O Custo da Mercadoria Vendida, CMV na Gastronomia.



O Custo da Mercadoria Vendida (CMV) na Gastronomia

O Custo da Mercadoria Vendida (CMV) na Gastronomia

Por Vanderlei Becker Gastronomia Em Foco


Sou especialista em CMV, então vamos falar sobre o assunto

O Custo da Mercadoria Vendida (CMV) é um dos aspectos mais críticos na gestão de restaurantes e estabelecimentos gastronômicos. Ele representa o valor total dos insumos (ingredientes e matérias-primas) utilizados para preparar os pratos vendidos.

Com uma vasta experiência eu consigo dominar essa área para manter um controle eficiente do CMV, garantindo uma margem saudável no final do mês. Somente com a experiência que conseguimos dominar o CMV.


Como chefs experientes gerenciam o CMV?

• Controle de Estoque

Chefs experientes sabem que um estoque bem organizado é essencial. Eles mantêm registros detalhados dos ingredientes disponíveis, evitando desperdícios e compras desnecessárias.

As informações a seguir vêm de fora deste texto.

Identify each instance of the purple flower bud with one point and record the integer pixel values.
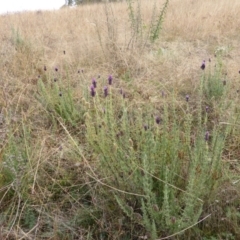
(145, 127)
(94, 82)
(110, 79)
(203, 65)
(206, 136)
(92, 91)
(158, 120)
(105, 90)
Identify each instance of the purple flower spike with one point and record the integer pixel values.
(94, 82)
(105, 90)
(206, 136)
(92, 91)
(158, 120)
(203, 65)
(145, 127)
(110, 79)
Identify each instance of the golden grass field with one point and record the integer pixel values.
(97, 38)
(192, 31)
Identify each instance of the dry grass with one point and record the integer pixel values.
(192, 31)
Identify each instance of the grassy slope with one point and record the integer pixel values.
(192, 31)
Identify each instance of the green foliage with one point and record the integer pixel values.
(167, 190)
(215, 84)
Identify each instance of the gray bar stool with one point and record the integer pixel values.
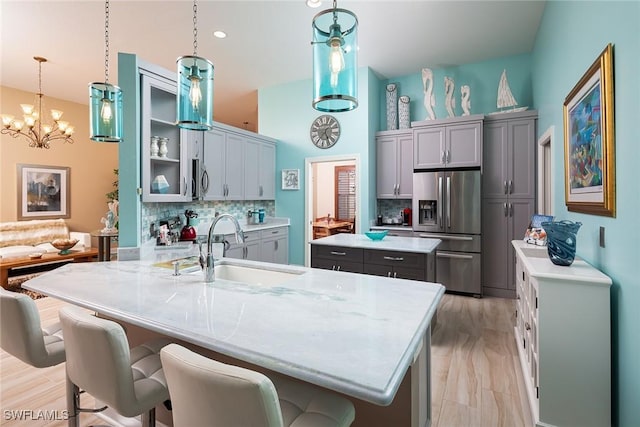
(99, 361)
(21, 334)
(205, 392)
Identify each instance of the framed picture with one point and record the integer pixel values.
(589, 141)
(43, 192)
(290, 179)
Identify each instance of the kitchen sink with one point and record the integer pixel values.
(252, 276)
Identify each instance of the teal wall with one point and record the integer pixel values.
(482, 78)
(285, 113)
(570, 38)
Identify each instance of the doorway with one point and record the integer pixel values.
(327, 196)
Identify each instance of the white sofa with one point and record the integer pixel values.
(21, 238)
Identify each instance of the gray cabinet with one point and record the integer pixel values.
(259, 170)
(508, 196)
(337, 258)
(509, 158)
(448, 143)
(394, 151)
(159, 169)
(223, 166)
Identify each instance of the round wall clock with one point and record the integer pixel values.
(325, 131)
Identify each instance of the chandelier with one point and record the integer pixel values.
(38, 133)
(335, 62)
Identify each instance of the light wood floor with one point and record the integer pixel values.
(476, 378)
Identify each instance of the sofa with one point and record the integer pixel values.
(20, 239)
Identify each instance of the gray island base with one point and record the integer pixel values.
(366, 337)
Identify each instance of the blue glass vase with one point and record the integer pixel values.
(561, 241)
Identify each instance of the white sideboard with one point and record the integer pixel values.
(563, 335)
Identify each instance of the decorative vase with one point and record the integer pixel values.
(154, 146)
(163, 150)
(404, 119)
(392, 106)
(160, 185)
(561, 241)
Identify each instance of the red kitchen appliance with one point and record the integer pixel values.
(406, 216)
(188, 232)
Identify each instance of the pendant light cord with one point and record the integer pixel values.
(106, 41)
(195, 28)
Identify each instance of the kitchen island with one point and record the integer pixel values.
(364, 336)
(393, 256)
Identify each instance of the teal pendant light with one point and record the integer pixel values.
(105, 100)
(195, 87)
(335, 60)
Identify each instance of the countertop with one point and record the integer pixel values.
(538, 264)
(356, 334)
(389, 243)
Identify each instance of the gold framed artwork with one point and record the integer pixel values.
(589, 140)
(43, 192)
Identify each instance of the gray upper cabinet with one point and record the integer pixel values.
(394, 164)
(259, 170)
(448, 143)
(509, 156)
(159, 169)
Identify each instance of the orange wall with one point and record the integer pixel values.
(91, 164)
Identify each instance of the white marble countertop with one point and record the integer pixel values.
(353, 333)
(389, 243)
(538, 264)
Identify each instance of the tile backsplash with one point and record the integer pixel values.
(206, 210)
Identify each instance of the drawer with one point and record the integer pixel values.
(341, 253)
(394, 258)
(336, 265)
(274, 232)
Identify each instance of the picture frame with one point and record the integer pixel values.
(290, 179)
(589, 147)
(43, 192)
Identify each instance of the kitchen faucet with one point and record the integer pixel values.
(209, 272)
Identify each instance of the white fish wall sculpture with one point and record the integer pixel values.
(429, 98)
(449, 100)
(465, 100)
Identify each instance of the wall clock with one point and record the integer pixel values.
(325, 131)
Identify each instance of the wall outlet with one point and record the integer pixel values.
(128, 254)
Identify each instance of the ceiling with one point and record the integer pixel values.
(268, 42)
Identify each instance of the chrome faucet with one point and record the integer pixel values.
(209, 272)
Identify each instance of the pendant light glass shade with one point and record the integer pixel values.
(195, 93)
(105, 112)
(335, 60)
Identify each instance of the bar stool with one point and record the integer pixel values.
(205, 392)
(22, 336)
(100, 362)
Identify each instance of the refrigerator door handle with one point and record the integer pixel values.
(448, 202)
(440, 201)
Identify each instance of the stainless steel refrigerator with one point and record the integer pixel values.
(446, 206)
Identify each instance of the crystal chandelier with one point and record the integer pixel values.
(38, 133)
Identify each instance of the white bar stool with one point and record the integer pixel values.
(205, 392)
(99, 361)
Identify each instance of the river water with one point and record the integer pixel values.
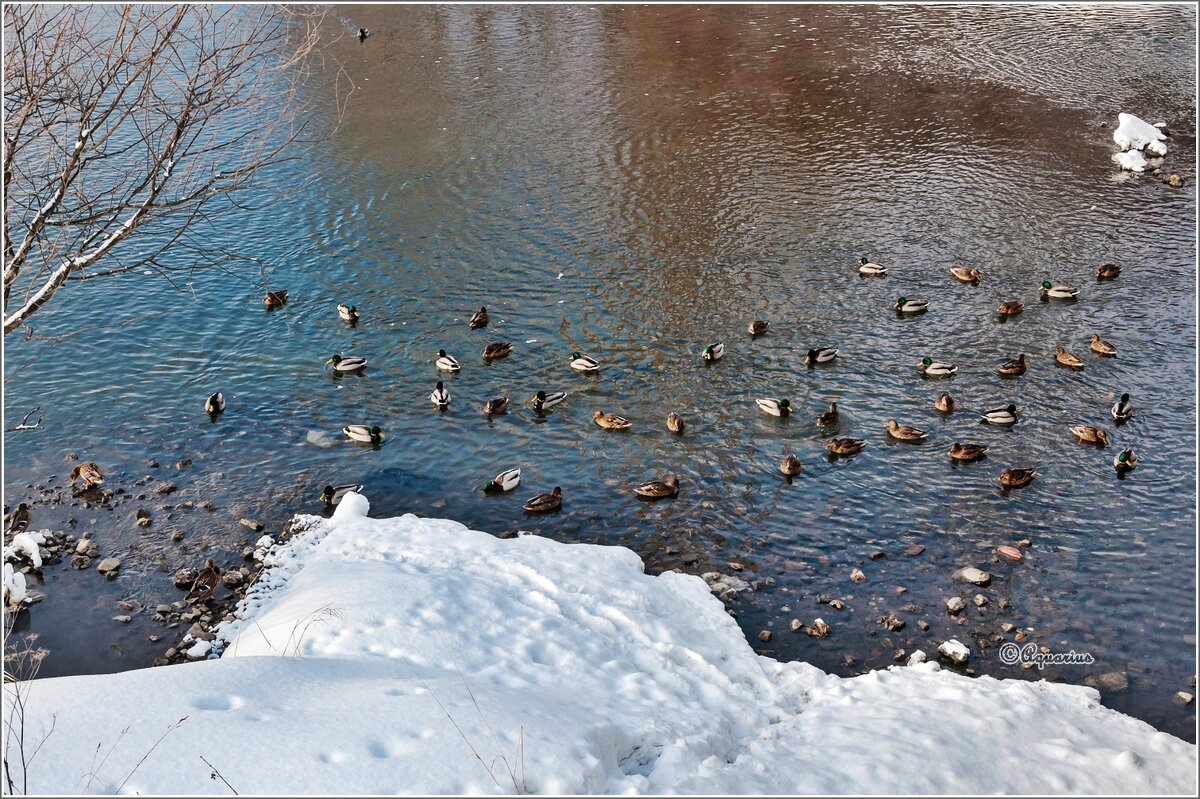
(639, 182)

A rotatividade dos produtos também é monitorada para evitar que itens fiquem obsoletos.

• Planejamento de Compras

Antes de fazer qualquer compra, o chef analisa o cardápio e prevê a demanda de cada prato. Com base nessa previsão, ele elabora uma lista de compras, priorizando os itens essenciais.

• Cotações de Insumos

Temos que estar sempre atentos às flutuações de preços dos insumos e comparar fornecedores buscando as melhores cotações. Negociar com fornecedores é uma habilidade fundamental para garantir preços competitivos.


Tudo começa no cardápio

O cardápio é o coração de qualquer restaurante. É nele que o chef define os pratos, ingredientes e técnicas culinárias. Um cardápio bem estruturado é a base para um CMV eficiente.

Eu devo considerar:

  • Variedade: Não é sobre cardápio grande, e sim inteligente. Usar os mesmos insumos em diferentes pratos otimiza custos.
  • Sazonalidade: Ingredientes da estação são mais econômicos e sustentáveis.
  • Padronização: Receitas padronizadas facilitam o controle do CMV.

Ficha Técnica / Controle de CMV (Modelo Resumido)

Exemplo de composição de prato com insumos, quantidades e custos.

Ingrediente Qtd Unidade Valor Unit. Custo Parcial
Filé Mignon 220 g R$ 79,00/kg R$ 17,38
Arbóreo 100 g R$ 16,50/kg R$ 1,65
Queijo Parmesão 30 g R$ 60,00/kg R$ 1,80
Nata 30 g R$ 18,00/kg R$ 0,54
Funghi Secchi 40 g R$ 80,00/kg R$ 3,20
Manteiga 20 g R$ 30,00/kg R$ 0,60
CUSTO TOTAL DO PRATO R$ 25,17

Almoxarifado do hotel: a arte da excelência em estoque

No coração de cada hotel de sucesso está o almoxarifado — uma engrenagem essencial que mantém a cozinha funcionando sem problemas.

Aqui, os chefs de cozinha desempenham um papel crucial, não apenas criando pratos, mas também alinhando o estoque com precisão. Eles trabalham lado a lado com os almoxarifes, especialistas em gerir recursos com eficiência.

O almoxarife é o maestro do armazenamento, responsável por garantir qualidade, quantidade e padrão dos produtos.

Para manter esse padrão, o processo de cotação é vital: no mínimo três fornecedores, ideal entre cinco e sete. Isso garante competitividade e qualidade sem comprometer o resultado final.

Na hierarquia do hotel, o almoxarife opera sob a supervisão do chef de cozinha. Essa parceria garante fluxo impecável entre recebimento e uso dos produtos, evitando desperdícios e maximizando eficiência.


Conclusão

Experiência e conhecimento podem impactar positivamente o CMV. Uma abordagem cuidadosa desde o cardápio até o estoque resulta em uma operação eficiente e lucrativa.

Aqui cada centavo vale.

Em um próximo post, vamos falar sobre CI (Consumo Interno) de hotéis e restaurantes. Essa abordagem será direcionada a gestores e donos de estabelecimentos.

Sempre fui muito chato e profissional para assegurar que o CI seja usado de forma consciente. Cada centavo é importante.

Então… bora focar no custo.


Chef Vanderlei Becker
CMV: É uma das minhas especialidades.